Bis zu seiner Vertragsunterzeichnung mit Ducati für die Superbike-WM 2017 war Melandri arbeitslos. Der 250er-Weltmeister von 2002 betonte stets, dass er nur zurückkehren werde, wenn ihm ein Team siegfähiges Material anbietet.
«2010 habe ich MotoGP verlassen, weil ich damals kein gutes Motorrad hätte bekommen können», dachte Melandri im Gespräch mit SPEEDWEEK.com zurück. «Das war nicht schön, bis dahin hatte ich um Siege gekämpft. Aus den gleichen Gründen gab es nach 2014 keine Notwendigkeit, in die MotoGP-WM zurückzugehen. 2014 war eine schwierige Saison für mich. Im ersten Teil der Saison lief es nicht gut, weil es viele Missverständnisse gab – dann gewann ich viele Rennen. Für mich wäre es besser gewesen, in der Superbike-WM zu bleiben. Dann hätte ich die Früchte meiner Arbeit ernten können.»

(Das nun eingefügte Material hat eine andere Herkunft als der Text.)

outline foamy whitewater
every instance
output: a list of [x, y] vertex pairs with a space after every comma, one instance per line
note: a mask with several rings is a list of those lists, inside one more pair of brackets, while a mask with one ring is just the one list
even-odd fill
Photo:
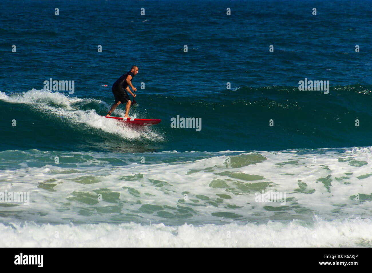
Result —
[[1, 152], [1, 244], [372, 246], [371, 152]]
[[314, 3], [0, 1], [0, 247], [372, 247], [372, 5]]

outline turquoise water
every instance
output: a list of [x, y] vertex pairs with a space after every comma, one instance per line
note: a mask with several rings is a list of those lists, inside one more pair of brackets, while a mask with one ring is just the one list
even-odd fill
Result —
[[0, 244], [372, 246], [370, 1], [89, 3], [1, 4]]

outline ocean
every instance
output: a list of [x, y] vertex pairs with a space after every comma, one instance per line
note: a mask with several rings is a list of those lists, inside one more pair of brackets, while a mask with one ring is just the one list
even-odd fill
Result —
[[372, 247], [371, 1], [0, 12], [0, 246]]

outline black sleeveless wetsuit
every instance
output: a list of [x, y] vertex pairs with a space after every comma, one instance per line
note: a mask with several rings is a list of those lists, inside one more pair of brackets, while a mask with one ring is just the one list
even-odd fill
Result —
[[115, 103], [117, 103], [118, 101], [121, 102], [122, 103], [126, 103], [131, 100], [129, 98], [128, 93], [125, 90], [125, 88], [128, 86], [128, 84], [125, 80], [128, 75], [132, 76], [132, 79], [131, 80], [131, 82], [132, 80], [133, 79], [133, 77], [134, 77], [134, 74], [133, 72], [129, 71], [120, 77], [112, 85], [111, 90], [114, 94], [114, 97], [115, 97]]

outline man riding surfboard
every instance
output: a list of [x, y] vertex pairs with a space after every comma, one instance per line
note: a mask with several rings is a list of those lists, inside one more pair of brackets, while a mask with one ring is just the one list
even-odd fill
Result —
[[[135, 97], [136, 95], [133, 92], [135, 92], [137, 91], [137, 89], [132, 84], [132, 80], [133, 79], [133, 77], [137, 75], [137, 73], [138, 72], [138, 68], [136, 65], [134, 65], [132, 67], [130, 71], [122, 75], [112, 85], [111, 90], [112, 91], [112, 93], [114, 94], [114, 97], [115, 97], [115, 103], [108, 113], [106, 115], [106, 117], [110, 116], [112, 111], [119, 106], [121, 103], [126, 103], [125, 114], [124, 117], [125, 118], [129, 117], [128, 116], [128, 113], [129, 113], [129, 109], [131, 108], [132, 101], [129, 98], [128, 93], [125, 90], [126, 90], [129, 92], [133, 96], [133, 98]], [[132, 88], [133, 92], [131, 92], [130, 89], [129, 89], [129, 86]]]

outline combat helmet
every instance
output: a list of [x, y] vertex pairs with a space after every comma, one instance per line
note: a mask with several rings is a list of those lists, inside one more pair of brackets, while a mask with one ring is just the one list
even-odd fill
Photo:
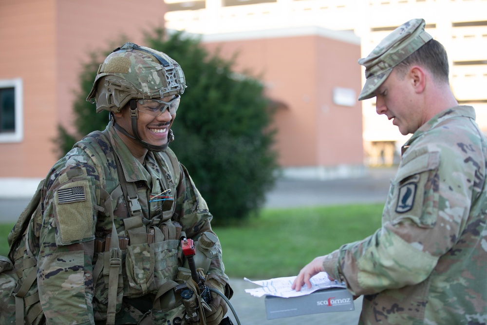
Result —
[[[181, 94], [186, 88], [184, 74], [176, 61], [165, 53], [128, 42], [114, 50], [100, 65], [86, 100], [96, 102], [96, 113], [118, 113], [130, 103], [134, 136], [115, 123], [112, 116], [114, 126], [148, 150], [161, 151], [167, 145], [150, 145], [137, 134], [136, 100]], [[169, 138], [172, 134], [170, 130]]]

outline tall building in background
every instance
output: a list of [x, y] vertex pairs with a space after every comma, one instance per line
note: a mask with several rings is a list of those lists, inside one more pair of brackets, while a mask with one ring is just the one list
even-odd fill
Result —
[[[204, 40], [221, 33], [228, 39], [232, 33], [318, 26], [356, 35], [362, 57], [402, 23], [423, 18], [427, 31], [446, 48], [458, 101], [475, 108], [477, 123], [487, 131], [487, 0], [165, 1], [166, 28], [203, 34]], [[376, 114], [375, 98], [364, 101], [362, 109], [365, 163], [397, 162], [397, 149], [410, 136]]]

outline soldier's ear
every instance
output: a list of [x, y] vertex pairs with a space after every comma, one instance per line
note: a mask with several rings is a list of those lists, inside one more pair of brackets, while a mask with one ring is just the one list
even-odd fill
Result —
[[422, 93], [426, 86], [426, 74], [425, 70], [417, 65], [412, 67], [409, 70], [409, 76], [414, 88], [414, 92], [416, 94]]

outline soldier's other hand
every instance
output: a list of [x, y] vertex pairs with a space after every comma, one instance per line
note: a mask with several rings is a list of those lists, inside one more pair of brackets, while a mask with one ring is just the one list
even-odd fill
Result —
[[[218, 290], [222, 294], [225, 293], [225, 286], [221, 283], [215, 279], [208, 279], [205, 283], [209, 288], [213, 288]], [[226, 312], [228, 310], [228, 307], [226, 306], [226, 303], [223, 300], [220, 295], [215, 292], [211, 292], [211, 297], [212, 301], [209, 304], [211, 310], [205, 310], [205, 315], [206, 319], [206, 325], [218, 325], [222, 321]]]
[[323, 268], [323, 262], [325, 256], [318, 256], [310, 262], [307, 265], [301, 269], [298, 276], [294, 280], [291, 288], [299, 291], [305, 284], [308, 289], [311, 288], [311, 283], [309, 279], [313, 276], [318, 274], [320, 272], [324, 271]]

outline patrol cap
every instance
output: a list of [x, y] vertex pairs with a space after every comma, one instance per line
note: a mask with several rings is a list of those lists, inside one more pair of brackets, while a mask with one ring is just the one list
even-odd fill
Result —
[[393, 69], [433, 38], [425, 31], [425, 20], [412, 19], [384, 38], [367, 57], [359, 59], [365, 67], [367, 80], [359, 100], [375, 96], [374, 92], [387, 78]]

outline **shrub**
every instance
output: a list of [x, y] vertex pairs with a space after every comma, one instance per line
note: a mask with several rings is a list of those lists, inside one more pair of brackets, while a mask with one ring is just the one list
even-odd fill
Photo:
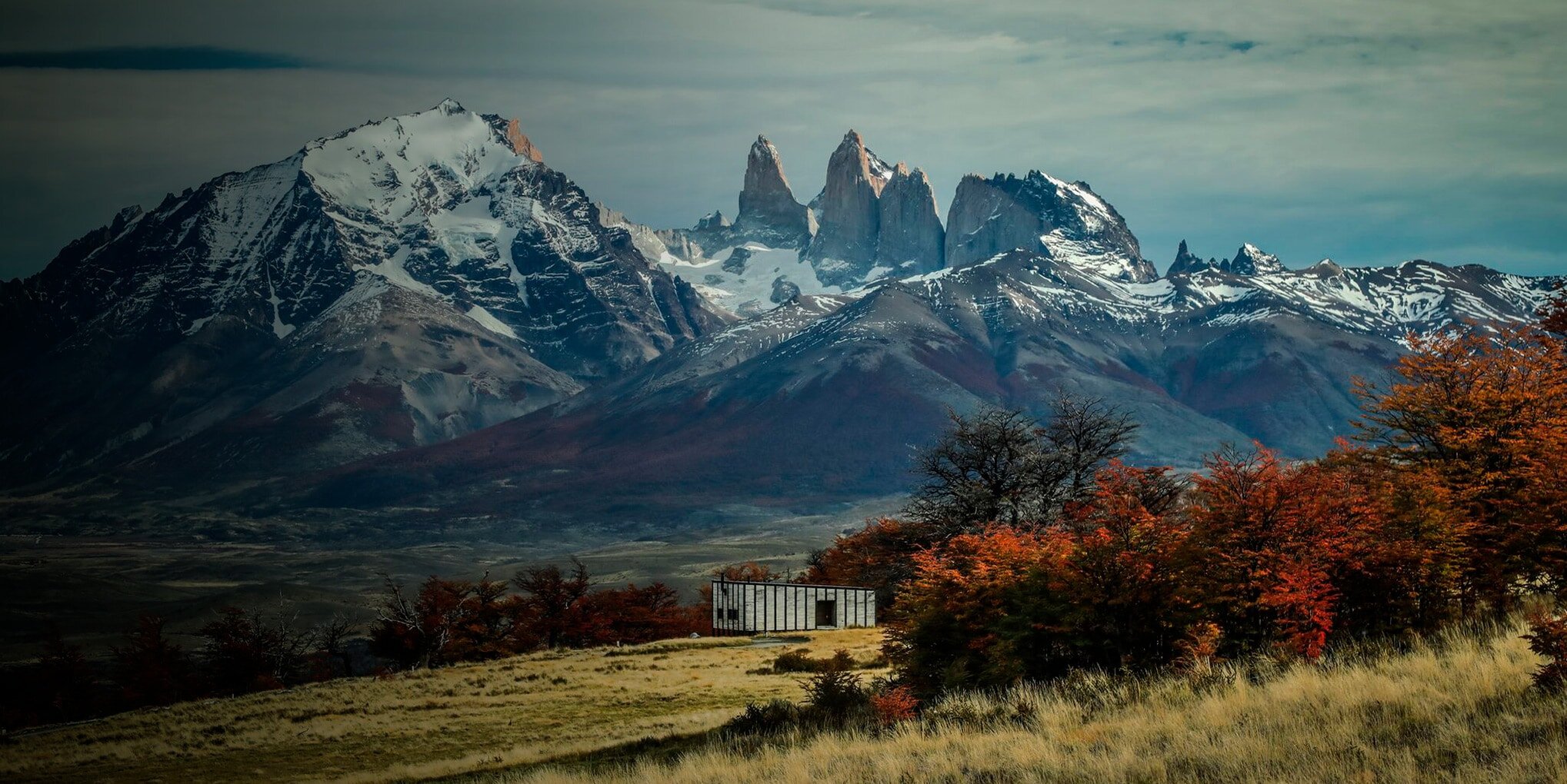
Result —
[[805, 704], [827, 720], [845, 720], [870, 706], [870, 695], [860, 687], [860, 676], [846, 670], [827, 670], [805, 679]]
[[1545, 664], [1534, 673], [1534, 685], [1545, 692], [1567, 689], [1567, 615], [1553, 618], [1543, 612], [1529, 617], [1529, 634], [1523, 635], [1529, 649], [1543, 656]]
[[915, 717], [915, 710], [920, 709], [920, 699], [914, 696], [914, 689], [907, 685], [882, 689], [873, 693], [870, 699], [871, 710], [876, 712], [876, 723], [881, 726], [909, 721]]
[[776, 659], [773, 659], [774, 673], [835, 673], [848, 671], [857, 668], [859, 664], [849, 656], [849, 651], [837, 649], [832, 656], [826, 659], [812, 659], [810, 649], [799, 648], [794, 651], [784, 651]]
[[788, 699], [751, 703], [746, 712], [730, 718], [721, 729], [726, 735], [776, 735], [801, 725], [801, 707]]

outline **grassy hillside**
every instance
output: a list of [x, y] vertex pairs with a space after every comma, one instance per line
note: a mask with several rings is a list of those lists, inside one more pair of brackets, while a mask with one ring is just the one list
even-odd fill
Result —
[[136, 710], [0, 745], [0, 781], [392, 781], [527, 765], [702, 732], [746, 703], [796, 698], [755, 674], [779, 653], [876, 657], [881, 632], [671, 640], [346, 679]]
[[1529, 689], [1539, 659], [1520, 631], [1197, 681], [1086, 676], [956, 698], [923, 726], [881, 737], [794, 737], [760, 754], [716, 746], [674, 765], [476, 781], [1567, 781], [1567, 698]]
[[[1529, 689], [1539, 659], [1520, 631], [964, 695], [917, 726], [785, 735], [760, 753], [702, 735], [749, 701], [798, 699], [796, 676], [754, 670], [801, 645], [671, 640], [139, 710], [14, 739], [0, 779], [1567, 782], [1567, 698]], [[881, 642], [812, 637], [802, 646], [860, 660]], [[666, 740], [649, 745], [657, 759], [632, 757], [644, 739]], [[686, 753], [664, 762], [671, 748]]]

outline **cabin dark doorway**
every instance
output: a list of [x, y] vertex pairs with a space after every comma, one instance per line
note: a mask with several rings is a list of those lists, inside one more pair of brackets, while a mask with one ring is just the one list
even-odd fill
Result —
[[816, 626], [838, 624], [838, 599], [816, 599]]

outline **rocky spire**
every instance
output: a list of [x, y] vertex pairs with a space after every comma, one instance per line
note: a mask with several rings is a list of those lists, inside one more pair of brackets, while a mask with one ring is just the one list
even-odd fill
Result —
[[815, 230], [810, 210], [794, 200], [777, 147], [766, 136], [757, 136], [746, 156], [746, 186], [740, 191], [735, 233], [774, 247], [805, 247]]
[[876, 266], [899, 274], [931, 272], [942, 268], [942, 219], [935, 213], [935, 192], [923, 171], [899, 163], [878, 200], [879, 232]]
[[804, 254], [823, 283], [862, 279], [876, 264], [881, 227], [876, 200], [890, 175], [892, 167], [865, 149], [859, 133], [849, 130], [843, 135], [827, 160], [827, 183], [812, 202], [821, 213], [816, 236]]
[[1266, 275], [1285, 271], [1279, 257], [1263, 254], [1261, 249], [1250, 243], [1243, 244], [1225, 268], [1236, 275]]
[[1186, 241], [1180, 241], [1180, 247], [1175, 249], [1175, 263], [1171, 264], [1169, 275], [1182, 275], [1197, 272], [1199, 269], [1207, 269], [1208, 263], [1200, 257], [1192, 255], [1186, 250]]

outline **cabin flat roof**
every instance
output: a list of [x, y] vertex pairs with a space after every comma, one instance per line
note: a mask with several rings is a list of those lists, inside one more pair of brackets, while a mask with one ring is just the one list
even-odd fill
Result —
[[774, 587], [787, 587], [787, 588], [840, 588], [840, 590], [870, 590], [870, 592], [876, 590], [876, 588], [867, 588], [865, 585], [823, 585], [820, 582], [782, 582], [782, 581], [771, 581], [771, 582], [769, 581], [726, 581], [722, 577], [713, 577], [711, 582], [715, 582], [715, 584], [716, 582], [724, 582], [724, 584], [729, 584], [729, 585], [774, 585]]

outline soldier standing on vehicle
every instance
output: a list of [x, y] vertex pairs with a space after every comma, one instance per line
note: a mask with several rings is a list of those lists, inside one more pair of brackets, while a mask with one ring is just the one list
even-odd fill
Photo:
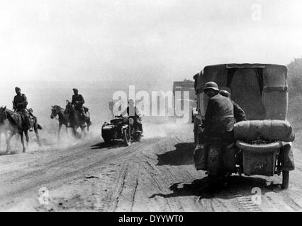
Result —
[[[227, 90], [220, 90], [219, 93], [230, 100], [230, 93]], [[245, 116], [245, 111], [239, 106], [238, 104], [235, 102], [235, 101], [230, 100], [232, 101], [233, 105], [234, 105], [234, 118], [236, 120], [236, 122], [247, 121], [247, 117]]]
[[21, 93], [21, 89], [18, 87], [15, 88], [16, 95], [13, 97], [13, 109], [16, 112], [19, 112], [21, 114], [23, 120], [26, 121], [26, 125], [28, 126], [29, 131], [33, 131], [33, 126], [30, 115], [27, 110], [27, 105], [28, 102], [25, 94]]
[[130, 118], [133, 119], [134, 120], [134, 127], [137, 128], [138, 127], [138, 129], [142, 132], [141, 136], [143, 136], [142, 135], [142, 119], [140, 117], [140, 112], [138, 107], [135, 107], [134, 100], [132, 99], [130, 99], [128, 102], [128, 107], [121, 114], [121, 116], [128, 114]]
[[219, 94], [216, 83], [206, 83], [204, 93], [208, 96], [208, 107], [203, 121], [203, 139], [208, 136], [220, 137], [226, 141], [233, 141], [234, 107], [228, 97]]

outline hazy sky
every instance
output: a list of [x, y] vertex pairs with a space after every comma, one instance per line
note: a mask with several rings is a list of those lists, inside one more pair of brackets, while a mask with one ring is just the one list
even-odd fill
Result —
[[302, 1], [0, 0], [8, 81], [183, 79], [302, 56]]

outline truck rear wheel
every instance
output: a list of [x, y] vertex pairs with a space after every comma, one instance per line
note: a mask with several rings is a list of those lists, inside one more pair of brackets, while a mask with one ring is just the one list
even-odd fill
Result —
[[281, 188], [287, 189], [289, 184], [289, 171], [282, 170], [282, 185]]
[[128, 133], [128, 131], [126, 129], [125, 129], [123, 131], [123, 136], [124, 142], [125, 142], [125, 145], [126, 146], [129, 146], [129, 144], [130, 144], [130, 137], [129, 137], [129, 135]]

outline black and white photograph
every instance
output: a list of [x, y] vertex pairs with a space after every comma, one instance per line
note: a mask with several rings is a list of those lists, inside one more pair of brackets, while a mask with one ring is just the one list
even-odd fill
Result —
[[0, 0], [0, 212], [302, 211], [301, 11]]

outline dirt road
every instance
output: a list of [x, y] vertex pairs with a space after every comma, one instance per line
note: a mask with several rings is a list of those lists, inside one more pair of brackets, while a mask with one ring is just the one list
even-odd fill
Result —
[[[0, 210], [302, 210], [299, 141], [288, 190], [281, 189], [281, 176], [235, 175], [227, 187], [214, 191], [193, 165], [192, 125], [182, 126], [182, 132], [179, 126], [157, 126], [164, 132], [153, 128], [148, 134], [146, 128], [142, 142], [129, 147], [121, 142], [108, 147], [95, 137], [68, 148], [1, 155]], [[301, 137], [296, 133], [296, 140]], [[257, 201], [255, 187], [261, 189]]]

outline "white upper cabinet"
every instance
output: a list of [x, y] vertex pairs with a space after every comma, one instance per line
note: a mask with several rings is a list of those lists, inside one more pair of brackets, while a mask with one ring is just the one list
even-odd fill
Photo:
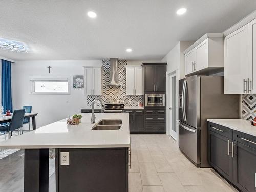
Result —
[[225, 94], [243, 94], [248, 91], [248, 25], [225, 37]]
[[[256, 19], [248, 24], [248, 93], [256, 93]], [[254, 82], [255, 81], [255, 82]]]
[[142, 67], [126, 67], [126, 95], [143, 95]]
[[86, 95], [101, 95], [101, 67], [84, 67], [86, 76], [85, 94]]
[[222, 33], [207, 33], [185, 50], [186, 75], [204, 74], [211, 70], [223, 69], [223, 36]]

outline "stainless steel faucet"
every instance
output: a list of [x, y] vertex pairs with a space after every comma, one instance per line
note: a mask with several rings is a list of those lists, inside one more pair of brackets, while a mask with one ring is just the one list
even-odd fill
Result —
[[97, 100], [101, 104], [101, 108], [102, 111], [103, 110], [104, 105], [103, 104], [102, 101], [101, 101], [99, 99], [94, 99], [92, 103], [92, 118], [91, 119], [91, 123], [92, 124], [94, 124], [95, 123], [95, 115], [94, 115], [94, 103], [95, 103], [95, 101]]

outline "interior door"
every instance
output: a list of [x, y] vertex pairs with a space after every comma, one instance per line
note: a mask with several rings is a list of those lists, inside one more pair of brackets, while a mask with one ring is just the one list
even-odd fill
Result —
[[155, 91], [165, 92], [166, 87], [166, 66], [156, 66]]
[[143, 95], [142, 81], [142, 68], [134, 68], [134, 89], [135, 95]]
[[126, 68], [126, 95], [134, 95], [134, 68]]
[[248, 25], [224, 39], [225, 94], [248, 93]]
[[155, 91], [155, 66], [153, 66], [144, 67], [145, 92]]
[[196, 61], [196, 53], [194, 49], [185, 55], [185, 69], [186, 75], [187, 75], [193, 71], [193, 63]]
[[200, 77], [194, 75], [186, 80], [184, 91], [185, 123], [194, 128], [200, 128]]
[[84, 74], [86, 74], [86, 95], [93, 95], [93, 68], [86, 68]]
[[93, 89], [94, 95], [101, 95], [101, 70], [100, 68], [94, 68], [93, 70]]

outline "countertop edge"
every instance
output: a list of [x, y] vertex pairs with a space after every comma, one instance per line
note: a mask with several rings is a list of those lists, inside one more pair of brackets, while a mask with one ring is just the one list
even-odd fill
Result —
[[[229, 120], [231, 120], [230, 119], [228, 119]], [[234, 119], [238, 120], [238, 119]], [[233, 130], [236, 130], [236, 131], [239, 131], [239, 132], [240, 132], [242, 133], [245, 133], [245, 134], [248, 134], [248, 135], [251, 135], [251, 136], [254, 136], [254, 137], [256, 137], [256, 134], [248, 132], [246, 130], [241, 129], [241, 128], [239, 128], [238, 127], [230, 125], [228, 124], [224, 123], [223, 122], [217, 122], [218, 120], [219, 120], [219, 119], [207, 119], [207, 121], [208, 122], [210, 122], [211, 123], [213, 123], [218, 124], [220, 125], [223, 126], [231, 129]], [[248, 121], [248, 120], [246, 120], [245, 119], [241, 119], [241, 120], [242, 121]], [[249, 123], [249, 121], [248, 121], [248, 123]], [[250, 126], [252, 126], [252, 125], [250, 125]], [[255, 127], [255, 129], [256, 130], [256, 127]]]

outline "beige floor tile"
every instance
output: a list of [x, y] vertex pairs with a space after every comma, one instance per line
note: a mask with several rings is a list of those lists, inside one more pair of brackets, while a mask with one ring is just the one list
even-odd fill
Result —
[[182, 185], [201, 185], [203, 184], [201, 177], [196, 172], [186, 171], [175, 172]]
[[139, 162], [138, 161], [133, 161], [132, 160], [132, 168], [130, 167], [128, 167], [128, 171], [129, 172], [137, 172], [139, 173], [140, 168], [139, 165]]
[[173, 172], [173, 168], [164, 156], [153, 155], [152, 158], [157, 172]]
[[139, 173], [129, 173], [128, 174], [129, 192], [142, 192], [142, 185]]
[[139, 166], [143, 185], [162, 185], [153, 162], [140, 162]]
[[137, 154], [139, 162], [152, 162], [152, 158], [147, 148], [137, 148]]
[[185, 188], [174, 173], [159, 173], [165, 192], [185, 192]]
[[164, 192], [162, 186], [143, 186], [143, 192]]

Verbitterung gegenüber Aprilia ist keine zu spüren: «Mit zwei Jahren Abstand beurteile ich die damaligen Vorkommnisse anders. Vielleicht bin ich nur deswegen heute im Ducati-Werksteam, ich weiß es nicht.»
Die Elektronik befiehlt
Im Ducati-Werksteam ist Melandri erstmals mit einem 1200-ccm-Zweizylinder unterwegs. «Anders ist bei der Ducati vor allem die Leistungsentfaltung, die Anzahl der Zylinder merkst du nicht», bemerkte der 19-fache Superbike-Laufsieger. «Aber auch Screamer und Big-Bang fühlen sich anders an. Davon abgesehen, ist die Panigale ein normales Motorrad. Viele Leute versuchten mir vor meinem ersten Test Angst einzujagen und sagten, diese Maschine wäre die gleiche wie mein MotoGP-Bike 2008 bei Ducati, aber sie ist ganz anders. Heute macht der Motor, was ihm die Elektronik befiehlt. In diesem Bereich erlaubt uns das Reglement viel Freiheit.»
«Mit einigen Leuten aus dem Ducati-Team habe ich schon früher gearbeitet, wir haben einen guten Draht zueinander. Ich hätte kein besseres Team erwischen können für meine Rückkehr. Im Moment sehe ich Kawasaki und Ducati auf dem gleichen Level. Okay, im Aragón- und Jerez-Test fuhr Kawasaki die schnelleren Rundenzeiten, die Pace war aber ungefähr dieselbe. Es kommt immer auf die Strecke an, wer gerade einen Vorteil hat. Ich muss verstehen lernen, wie ich das Motorrad auf welche Strecke anpasse – und wo ich mich selbst verbessern muss. Das versuche ich mit jedem Tag auf dem Motorrad – und es geht auf.»